Jacques Réda, L'Herbe des talus

Jacques Réda, L'herbe des talus, tombeau

 

                           Tombeau de mon livre

 

Livre après livre on a refermé le même tombeau.

Chaque œuvre a l’air ainsi d’une plus ou moins longue allée

Où la dalle discrète alterne avec le mausolée.

Et l’on dit, c’était moi, peut-être, ou bien : ce fut mon beau

Double infidèle et désormais absorbé dans le site,

Afin que de nouveau j’avance et, comme on ressuscite —

Lazare mal défait des bandelettes et dont l’œil

Encore épouvanté d’ombre cligne sous le soleil —

Je tâtonne parmi l’espace vrai vers la future

Ardeur d’être, pour me donner une autre sépulture.

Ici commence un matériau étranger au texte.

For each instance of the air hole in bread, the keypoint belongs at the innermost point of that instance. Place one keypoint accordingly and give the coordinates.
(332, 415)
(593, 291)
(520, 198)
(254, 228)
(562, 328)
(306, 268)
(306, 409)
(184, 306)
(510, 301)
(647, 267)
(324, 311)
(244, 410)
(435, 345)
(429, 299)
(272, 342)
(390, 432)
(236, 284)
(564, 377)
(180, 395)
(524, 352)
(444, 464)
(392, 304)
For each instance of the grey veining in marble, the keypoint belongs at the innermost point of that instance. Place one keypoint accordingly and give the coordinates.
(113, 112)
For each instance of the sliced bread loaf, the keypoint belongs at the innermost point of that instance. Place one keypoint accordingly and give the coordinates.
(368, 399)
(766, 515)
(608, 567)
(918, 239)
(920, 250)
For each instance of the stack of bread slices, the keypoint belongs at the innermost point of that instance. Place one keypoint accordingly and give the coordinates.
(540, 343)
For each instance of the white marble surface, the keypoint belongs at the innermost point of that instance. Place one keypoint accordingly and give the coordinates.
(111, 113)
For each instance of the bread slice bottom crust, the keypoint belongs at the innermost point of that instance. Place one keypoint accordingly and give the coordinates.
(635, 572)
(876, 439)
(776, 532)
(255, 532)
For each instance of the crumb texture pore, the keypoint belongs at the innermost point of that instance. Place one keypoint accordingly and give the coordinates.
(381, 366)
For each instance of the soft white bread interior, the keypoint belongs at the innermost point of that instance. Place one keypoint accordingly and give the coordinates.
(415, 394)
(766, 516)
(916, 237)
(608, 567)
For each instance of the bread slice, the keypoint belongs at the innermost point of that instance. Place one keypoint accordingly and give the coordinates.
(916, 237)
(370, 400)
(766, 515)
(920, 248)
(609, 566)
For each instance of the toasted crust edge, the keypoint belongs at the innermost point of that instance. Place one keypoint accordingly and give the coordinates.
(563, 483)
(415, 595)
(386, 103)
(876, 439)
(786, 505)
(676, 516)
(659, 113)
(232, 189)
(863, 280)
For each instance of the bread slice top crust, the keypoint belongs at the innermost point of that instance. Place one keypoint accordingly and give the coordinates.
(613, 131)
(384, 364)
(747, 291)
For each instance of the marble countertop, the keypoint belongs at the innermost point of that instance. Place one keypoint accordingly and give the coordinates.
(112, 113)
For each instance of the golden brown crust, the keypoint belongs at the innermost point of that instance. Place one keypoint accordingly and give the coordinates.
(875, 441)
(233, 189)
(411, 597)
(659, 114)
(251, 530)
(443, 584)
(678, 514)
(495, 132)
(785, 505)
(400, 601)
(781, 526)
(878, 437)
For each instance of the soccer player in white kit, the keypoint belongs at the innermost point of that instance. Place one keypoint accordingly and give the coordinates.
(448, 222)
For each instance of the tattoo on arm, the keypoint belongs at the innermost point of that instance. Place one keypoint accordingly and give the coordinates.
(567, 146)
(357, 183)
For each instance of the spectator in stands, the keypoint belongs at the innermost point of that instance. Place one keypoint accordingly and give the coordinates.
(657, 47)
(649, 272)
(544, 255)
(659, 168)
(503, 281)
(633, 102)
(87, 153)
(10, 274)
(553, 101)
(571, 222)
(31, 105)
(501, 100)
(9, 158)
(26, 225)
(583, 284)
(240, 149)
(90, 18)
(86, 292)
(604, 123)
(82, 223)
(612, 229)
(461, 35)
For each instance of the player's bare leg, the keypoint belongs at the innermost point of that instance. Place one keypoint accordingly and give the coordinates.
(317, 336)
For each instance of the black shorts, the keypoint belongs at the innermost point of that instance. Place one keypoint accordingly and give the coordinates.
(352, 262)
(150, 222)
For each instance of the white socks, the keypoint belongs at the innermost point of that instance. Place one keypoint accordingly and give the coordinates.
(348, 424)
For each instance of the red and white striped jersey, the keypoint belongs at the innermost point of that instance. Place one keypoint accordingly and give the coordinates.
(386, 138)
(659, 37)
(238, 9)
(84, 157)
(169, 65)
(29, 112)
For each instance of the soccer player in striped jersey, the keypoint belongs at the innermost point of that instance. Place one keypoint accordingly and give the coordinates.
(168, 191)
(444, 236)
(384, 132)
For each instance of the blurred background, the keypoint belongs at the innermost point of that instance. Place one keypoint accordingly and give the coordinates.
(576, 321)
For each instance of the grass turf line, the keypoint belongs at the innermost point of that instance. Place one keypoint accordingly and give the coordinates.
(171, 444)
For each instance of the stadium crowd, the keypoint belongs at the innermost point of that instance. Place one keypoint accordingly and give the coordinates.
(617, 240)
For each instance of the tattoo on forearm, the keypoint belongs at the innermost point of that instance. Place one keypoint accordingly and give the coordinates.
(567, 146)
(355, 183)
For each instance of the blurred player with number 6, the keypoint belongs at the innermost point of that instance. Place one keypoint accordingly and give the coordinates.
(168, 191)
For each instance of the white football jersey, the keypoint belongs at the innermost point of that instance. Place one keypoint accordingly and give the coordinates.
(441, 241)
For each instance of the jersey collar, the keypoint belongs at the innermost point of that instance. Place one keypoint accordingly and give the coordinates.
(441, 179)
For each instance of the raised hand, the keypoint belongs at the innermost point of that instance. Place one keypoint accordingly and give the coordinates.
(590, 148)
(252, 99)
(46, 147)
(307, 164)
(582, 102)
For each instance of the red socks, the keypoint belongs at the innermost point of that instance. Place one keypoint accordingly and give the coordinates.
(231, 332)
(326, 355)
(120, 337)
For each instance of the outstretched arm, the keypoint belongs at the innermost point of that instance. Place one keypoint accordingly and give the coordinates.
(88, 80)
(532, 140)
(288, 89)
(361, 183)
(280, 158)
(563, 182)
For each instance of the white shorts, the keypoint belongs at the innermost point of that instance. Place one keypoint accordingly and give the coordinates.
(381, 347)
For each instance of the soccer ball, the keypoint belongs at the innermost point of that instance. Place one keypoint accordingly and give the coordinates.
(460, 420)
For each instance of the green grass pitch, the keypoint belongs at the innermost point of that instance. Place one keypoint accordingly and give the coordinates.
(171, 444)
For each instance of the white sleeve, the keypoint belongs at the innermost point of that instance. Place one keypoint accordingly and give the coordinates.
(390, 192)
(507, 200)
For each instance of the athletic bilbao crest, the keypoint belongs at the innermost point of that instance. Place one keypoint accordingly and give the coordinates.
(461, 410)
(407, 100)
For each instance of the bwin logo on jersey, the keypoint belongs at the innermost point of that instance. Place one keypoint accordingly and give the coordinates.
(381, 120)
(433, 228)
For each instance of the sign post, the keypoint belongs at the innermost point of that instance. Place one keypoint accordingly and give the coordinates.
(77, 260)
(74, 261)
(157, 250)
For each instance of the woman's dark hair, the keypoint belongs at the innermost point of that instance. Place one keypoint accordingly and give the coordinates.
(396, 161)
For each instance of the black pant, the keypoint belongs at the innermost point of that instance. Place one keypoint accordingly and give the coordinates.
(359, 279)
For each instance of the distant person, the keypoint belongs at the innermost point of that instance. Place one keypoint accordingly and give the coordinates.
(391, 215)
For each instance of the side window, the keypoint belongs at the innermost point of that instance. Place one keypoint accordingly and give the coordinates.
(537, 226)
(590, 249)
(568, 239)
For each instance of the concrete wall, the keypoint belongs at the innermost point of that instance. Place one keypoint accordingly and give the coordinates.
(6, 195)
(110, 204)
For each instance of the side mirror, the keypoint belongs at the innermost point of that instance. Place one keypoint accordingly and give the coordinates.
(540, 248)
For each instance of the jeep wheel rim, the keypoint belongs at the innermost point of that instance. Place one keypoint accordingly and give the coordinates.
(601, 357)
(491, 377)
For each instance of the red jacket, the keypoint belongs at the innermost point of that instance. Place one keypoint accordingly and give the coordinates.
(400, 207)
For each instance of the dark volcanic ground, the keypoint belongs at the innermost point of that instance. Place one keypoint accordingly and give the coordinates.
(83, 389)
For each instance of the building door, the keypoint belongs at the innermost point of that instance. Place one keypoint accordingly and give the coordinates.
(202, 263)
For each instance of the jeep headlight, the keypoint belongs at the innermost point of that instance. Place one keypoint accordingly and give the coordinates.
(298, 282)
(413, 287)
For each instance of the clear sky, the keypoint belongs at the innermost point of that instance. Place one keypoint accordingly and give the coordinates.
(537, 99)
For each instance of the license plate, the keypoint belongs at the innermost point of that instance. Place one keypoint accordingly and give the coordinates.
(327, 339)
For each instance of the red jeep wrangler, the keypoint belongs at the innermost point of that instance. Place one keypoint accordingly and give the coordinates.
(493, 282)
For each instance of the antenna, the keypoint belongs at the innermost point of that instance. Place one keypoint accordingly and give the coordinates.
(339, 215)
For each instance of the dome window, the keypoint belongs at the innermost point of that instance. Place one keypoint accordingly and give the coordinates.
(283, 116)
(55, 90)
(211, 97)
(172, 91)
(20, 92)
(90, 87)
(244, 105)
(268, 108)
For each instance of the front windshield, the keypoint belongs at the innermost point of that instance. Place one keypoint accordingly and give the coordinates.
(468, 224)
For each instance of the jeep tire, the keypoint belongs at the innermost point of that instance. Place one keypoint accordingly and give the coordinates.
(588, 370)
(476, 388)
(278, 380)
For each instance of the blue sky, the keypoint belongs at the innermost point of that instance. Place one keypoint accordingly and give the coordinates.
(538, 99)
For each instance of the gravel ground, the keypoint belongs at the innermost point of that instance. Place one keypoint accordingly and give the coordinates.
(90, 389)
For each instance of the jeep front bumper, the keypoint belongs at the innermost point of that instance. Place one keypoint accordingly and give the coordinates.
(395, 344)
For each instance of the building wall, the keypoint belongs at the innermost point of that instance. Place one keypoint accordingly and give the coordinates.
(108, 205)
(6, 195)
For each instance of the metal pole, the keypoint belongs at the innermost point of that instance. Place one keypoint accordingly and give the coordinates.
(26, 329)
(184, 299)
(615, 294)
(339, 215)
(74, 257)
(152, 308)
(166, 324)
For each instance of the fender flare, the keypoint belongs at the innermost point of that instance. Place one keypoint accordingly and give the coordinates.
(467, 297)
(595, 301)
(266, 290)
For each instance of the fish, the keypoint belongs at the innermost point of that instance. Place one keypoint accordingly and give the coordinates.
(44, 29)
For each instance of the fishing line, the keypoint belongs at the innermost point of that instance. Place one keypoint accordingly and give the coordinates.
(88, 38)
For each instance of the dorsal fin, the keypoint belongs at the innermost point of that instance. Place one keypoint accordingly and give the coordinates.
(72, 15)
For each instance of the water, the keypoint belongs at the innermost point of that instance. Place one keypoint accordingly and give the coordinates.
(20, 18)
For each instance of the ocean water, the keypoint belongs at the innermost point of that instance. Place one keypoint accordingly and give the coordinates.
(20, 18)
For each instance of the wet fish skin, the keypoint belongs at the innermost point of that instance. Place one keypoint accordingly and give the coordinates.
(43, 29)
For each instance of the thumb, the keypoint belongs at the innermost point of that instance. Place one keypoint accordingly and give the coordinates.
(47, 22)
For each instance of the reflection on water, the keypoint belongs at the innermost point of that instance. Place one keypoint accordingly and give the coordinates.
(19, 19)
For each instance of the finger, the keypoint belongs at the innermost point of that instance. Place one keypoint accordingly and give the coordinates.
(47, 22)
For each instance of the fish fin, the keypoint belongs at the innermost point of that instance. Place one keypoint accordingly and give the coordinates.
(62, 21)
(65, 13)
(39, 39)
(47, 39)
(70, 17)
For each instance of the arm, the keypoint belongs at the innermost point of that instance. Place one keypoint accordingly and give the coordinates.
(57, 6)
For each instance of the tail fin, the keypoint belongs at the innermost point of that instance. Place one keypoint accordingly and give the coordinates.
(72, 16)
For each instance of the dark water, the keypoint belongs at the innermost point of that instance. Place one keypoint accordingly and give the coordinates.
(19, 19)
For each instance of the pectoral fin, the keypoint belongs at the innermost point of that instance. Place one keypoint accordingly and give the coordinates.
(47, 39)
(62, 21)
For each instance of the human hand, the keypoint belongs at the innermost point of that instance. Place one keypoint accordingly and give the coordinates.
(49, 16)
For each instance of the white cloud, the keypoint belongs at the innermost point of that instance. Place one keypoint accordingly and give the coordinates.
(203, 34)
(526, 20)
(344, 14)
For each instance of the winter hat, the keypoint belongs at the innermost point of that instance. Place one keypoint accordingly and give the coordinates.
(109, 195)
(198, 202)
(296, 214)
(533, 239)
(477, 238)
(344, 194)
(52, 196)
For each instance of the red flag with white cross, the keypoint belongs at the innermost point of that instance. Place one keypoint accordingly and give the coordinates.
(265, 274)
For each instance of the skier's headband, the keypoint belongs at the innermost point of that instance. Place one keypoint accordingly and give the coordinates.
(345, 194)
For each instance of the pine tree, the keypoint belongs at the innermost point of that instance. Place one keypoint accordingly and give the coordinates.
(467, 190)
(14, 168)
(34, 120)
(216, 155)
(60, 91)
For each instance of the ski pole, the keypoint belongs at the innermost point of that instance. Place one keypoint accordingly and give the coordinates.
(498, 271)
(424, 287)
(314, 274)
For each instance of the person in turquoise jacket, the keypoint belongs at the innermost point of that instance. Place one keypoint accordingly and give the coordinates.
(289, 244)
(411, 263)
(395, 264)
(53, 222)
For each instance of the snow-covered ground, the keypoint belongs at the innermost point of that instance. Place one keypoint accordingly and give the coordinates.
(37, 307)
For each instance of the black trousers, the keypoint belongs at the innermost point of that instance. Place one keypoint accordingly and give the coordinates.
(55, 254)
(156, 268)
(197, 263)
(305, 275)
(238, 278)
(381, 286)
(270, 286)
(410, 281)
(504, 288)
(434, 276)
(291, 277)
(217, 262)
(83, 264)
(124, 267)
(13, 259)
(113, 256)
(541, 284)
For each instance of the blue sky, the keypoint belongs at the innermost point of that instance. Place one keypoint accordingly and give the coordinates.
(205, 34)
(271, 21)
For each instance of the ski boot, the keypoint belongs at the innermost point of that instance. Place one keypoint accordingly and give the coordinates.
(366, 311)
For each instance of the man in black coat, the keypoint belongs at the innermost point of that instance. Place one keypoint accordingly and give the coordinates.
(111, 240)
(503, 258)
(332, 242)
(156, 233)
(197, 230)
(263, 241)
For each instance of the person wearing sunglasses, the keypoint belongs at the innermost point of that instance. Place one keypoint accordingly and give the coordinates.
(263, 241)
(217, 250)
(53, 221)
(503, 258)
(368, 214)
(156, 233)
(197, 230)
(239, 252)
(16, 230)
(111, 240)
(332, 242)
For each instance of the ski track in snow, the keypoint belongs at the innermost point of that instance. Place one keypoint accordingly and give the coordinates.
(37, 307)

Jusqu’à ce qu’enfin, mon dernier fantôme enseveli

Sous sa dernière page à la fois navrante et superbe,

Il ne reste rien dans l’allée où j’ai passé que l’herbe

Et sa phrase ininterrompue au vent qui la relit.

 

Jacques Réda, L'herbe des talus, Gallimard, 1984, p. 208.

05/08/2011

Jacques Réda, Celle qui vient à pas légers

 

images.jpeg     Poète, on ne l’est guère que quelques années dans une vie et, durant ces années, quelques mois ou semaines (je dirai volontiers : minutes) ; qui plus est, sans pouvoir sur le retour de ce saisissement qui nous exclut. Car c’est commodité, si nous ramenons la poésie à des noms de poètes qui en sont si peu les auteurs (comme on a toujours dit — j’entends les poètes eux-mêmes, en proie à cette fatalité ; non pas des docteurs qui soudain s’en épatent, et se sentent d’autant plus libres d’en juger qu’elle les épargne). Et, bien sûr, d’un certain point de vue impressionniste ou statistique, il y a autant de poésies que de poètes. Mais comment pourrait-on parler de la poésie en général, si l’inflexion fondamentale, commune aux voix les plus diverses, n’était en fin de compte anonyme ? Cette plénitude intermittente, celui qui la connaît un peu sait bien qu’elle est dépossession. Dépossession heureuse, mais dépossession. De sorte que la poésie a toujours été faite par tous, ou par personne si l’on préfère.

 

Jacques Réda, Celle qui vient à pas légers, Fata Morgana, 1985, p. 9-10.